Затем он идет дальше и говорит примерно так: «Я могу представить лишь несовершенные мысли, но несовершенное можно оценить лишь по отношению к совершенному. Следовательно, где-то должно существовать совершенное». (Теперь он движется в направлении Бога.)

– Вовсе нет! – говорю я. – В науке можно говорить об относительных степенях приближения, не имея совершенной теории. Не понимаю, о чем тут речь. По-моему, это просто-напросто чушь.

Арлин меня поняла. Проверив это, она поняла: не важно, насколько убедительными и серьезными считаются все эти философские благоглупости, к ним надо относиться легко – надо думать о словах и не беспокоиться о том, что это сказал сам Декарт.

– Ну, мне кажется, неплохо будет рассмотреть другую сторону вопроса, – сказала она. – Учитель нам постоянно говорит: «У любой проблемы, как и у любого листа бумаги, имеются две стороны».

– И здесь тоже имеются две стороны, – сказал я.

– Как это?

О листе Мёбиуса я прочитал в «Британнике», в моей чудесной «Британнике»! В те дни такие штучки, как лист Мёбиуса, были не столь широко известны, но понятны они были точно так же, как нынешним детям. Существование такой поверхности очень реально: не то что какой-нибудь там невразумительный политический вопрос или что-нибудь такое, для понимания чего требуется знание истории. Читать о таких вещах было все равно что переноситься в страну чудес, о которой никто не знает, и тебя пьянит не только восторг от изучения самого предмета, но и ощущение того, что ты сам становишься уникальным.

Я взял лист бумаги, перекрутил его на середине и замкнул в кольцо. Арлин была в восторге.

На следующий день в классе она подловила своего учителя. Он, разумеется, берет листок бумаги и говорит: «У любой проблемы, как и у любого листа бумаги, имеются две стороны». Арлин поднимает свой лист бумаги – перекрученный на середине – и говорит: «Сэр, две стороны имеются даже у этой проблемы: существует бумага, у которой есть только одна сторона!» Учитель и весь класс страшно заинтересовались, и Арлин, словно фокусник, торжественно продемонстрировала им лист Мёбиуса. Думаю, именно благодаря этому она стала уделять мне больше внимания.

Но после Джерома у меня появился новый соперник – мой «добрый друг» Гарольд Гаст. Арлин всегда находила то или иное решение. Когда пришло время окончания школы, на выпускной вечер она пошла с Гарольдом, но на церемонии вручения дипломов сидела с моими родителями.

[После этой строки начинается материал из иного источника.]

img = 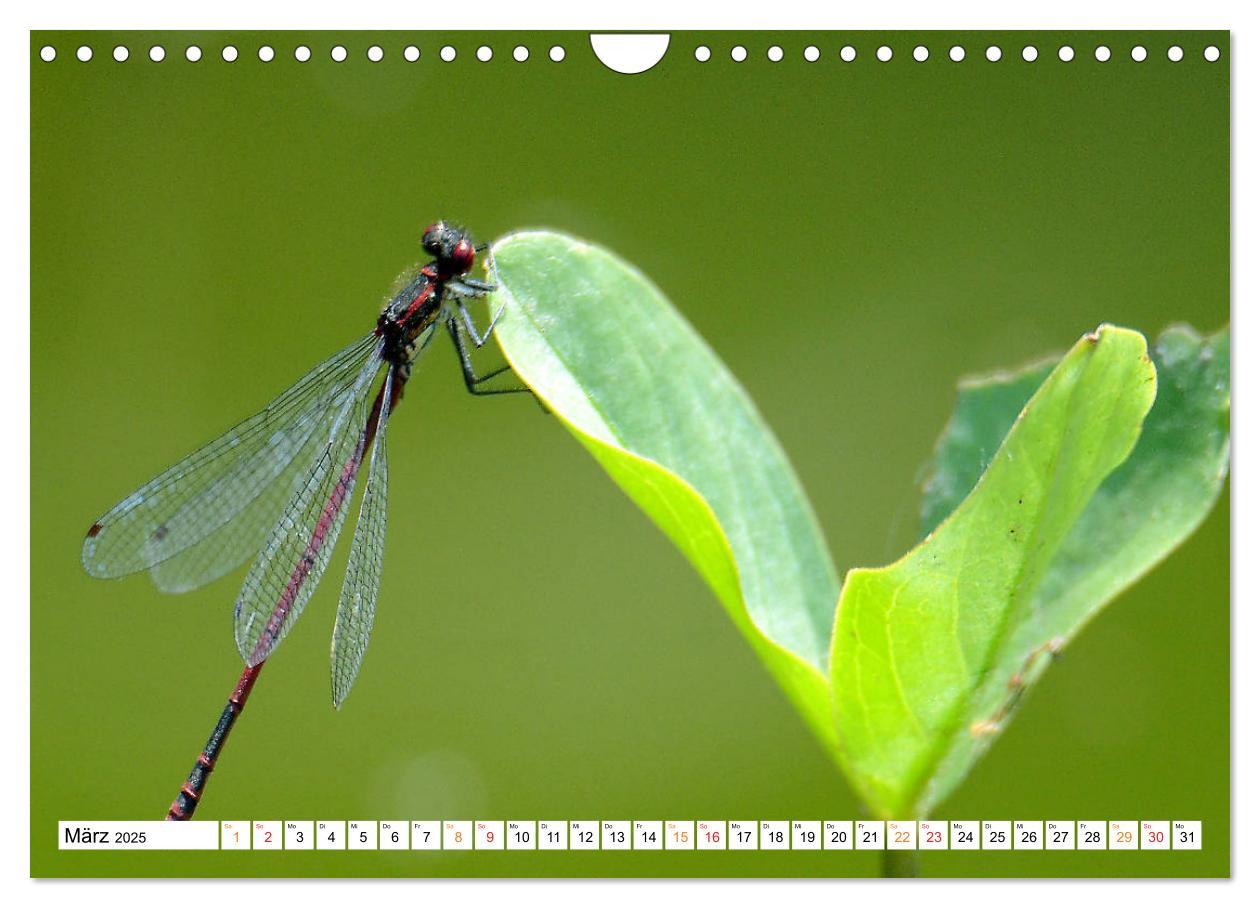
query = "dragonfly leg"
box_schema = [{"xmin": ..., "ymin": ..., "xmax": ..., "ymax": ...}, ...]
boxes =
[
  {"xmin": 456, "ymin": 300, "xmax": 505, "ymax": 349},
  {"xmin": 446, "ymin": 318, "xmax": 535, "ymax": 398},
  {"xmin": 443, "ymin": 277, "xmax": 496, "ymax": 304}
]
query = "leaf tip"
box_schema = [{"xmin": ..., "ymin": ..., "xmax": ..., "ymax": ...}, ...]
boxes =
[{"xmin": 1083, "ymin": 321, "xmax": 1128, "ymax": 346}]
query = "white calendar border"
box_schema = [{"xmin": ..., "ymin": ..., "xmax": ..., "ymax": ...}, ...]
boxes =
[{"xmin": 8, "ymin": 3, "xmax": 1255, "ymax": 908}]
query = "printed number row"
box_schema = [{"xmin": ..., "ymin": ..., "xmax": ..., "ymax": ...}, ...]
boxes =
[{"xmin": 222, "ymin": 820, "xmax": 1202, "ymax": 851}]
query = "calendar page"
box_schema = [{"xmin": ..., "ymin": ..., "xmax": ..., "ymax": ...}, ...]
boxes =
[{"xmin": 29, "ymin": 25, "xmax": 1230, "ymax": 880}]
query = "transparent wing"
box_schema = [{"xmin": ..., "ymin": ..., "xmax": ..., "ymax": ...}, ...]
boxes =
[
  {"xmin": 148, "ymin": 415, "xmax": 332, "ymax": 593},
  {"xmin": 233, "ymin": 353, "xmax": 384, "ymax": 666},
  {"xmin": 330, "ymin": 368, "xmax": 394, "ymax": 707},
  {"xmin": 83, "ymin": 334, "xmax": 381, "ymax": 584}
]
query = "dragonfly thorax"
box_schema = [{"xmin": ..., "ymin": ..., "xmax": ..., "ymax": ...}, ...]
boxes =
[{"xmin": 377, "ymin": 277, "xmax": 440, "ymax": 366}]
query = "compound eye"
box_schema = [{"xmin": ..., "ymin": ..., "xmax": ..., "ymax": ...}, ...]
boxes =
[{"xmin": 451, "ymin": 238, "xmax": 475, "ymax": 273}]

Я был лучшим по естественным наукам, лучшим по математике, лучшим по физике и лучшим по химии, и поэтому много раз за вечер выходил на сцену и получал почетные грамоты. Гарольд был лучшим по английскому языку и лучшим по истории, и еще он написал школьную пьесу, так что это было очень внушительно.

5

Речь идет о реформистском иудаизме, в котором в отличие от традиционного существует обряд конфирмации – акт присоединения детей (и мальчиков, и девочек) к вере отцов.